# AC Java O(N solution) using Concept of BFS and easy to understand

• The solution to this problem can be thought of as a bfs traversal. We can have two variables that indicate the boundaries, namely currentBoundary and nextBoundary. We also store a variable to denote the maximum index that we can reach from a particular level.

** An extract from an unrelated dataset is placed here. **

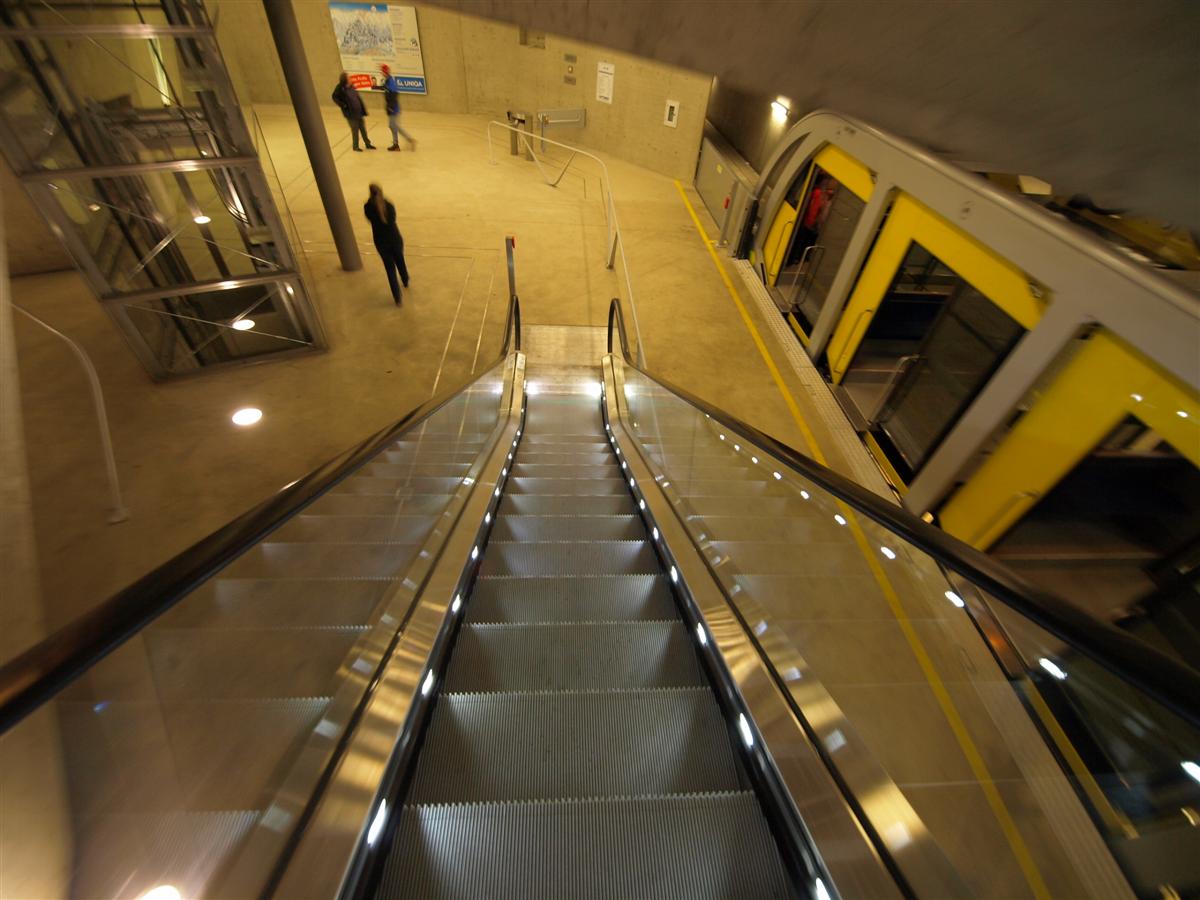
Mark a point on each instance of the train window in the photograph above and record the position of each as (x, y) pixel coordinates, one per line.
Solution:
(931, 346)
(827, 215)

Whenever the index crosses the currentBoundary, we increase the number of steps by 1. If we continue iteration like this till the end of the array, we will have the minimum number of steps required to jump to the final index. Here is my accepted code

``````public int jump(int[] nums) {

if(nums.length <= 1){
return 0;
}

int currentBoundary = 0;
int nextBoundary = 0;
int steps = 0;

for(int i=0;i < nums.length;i++ ){

if(i > currentBoundary){
currentBoundary = nextBoundary;
++steps;
}

if(i+nums[i] > nextBoundary){
nextBoundary = i+nums[i];
}

}

return steps;
}
``````

• I had a similar idea that I implemented in my program. Basically it calculates the maximum jump distance for each index and then uses that to count the number of jumps without actually knowing the optimal path.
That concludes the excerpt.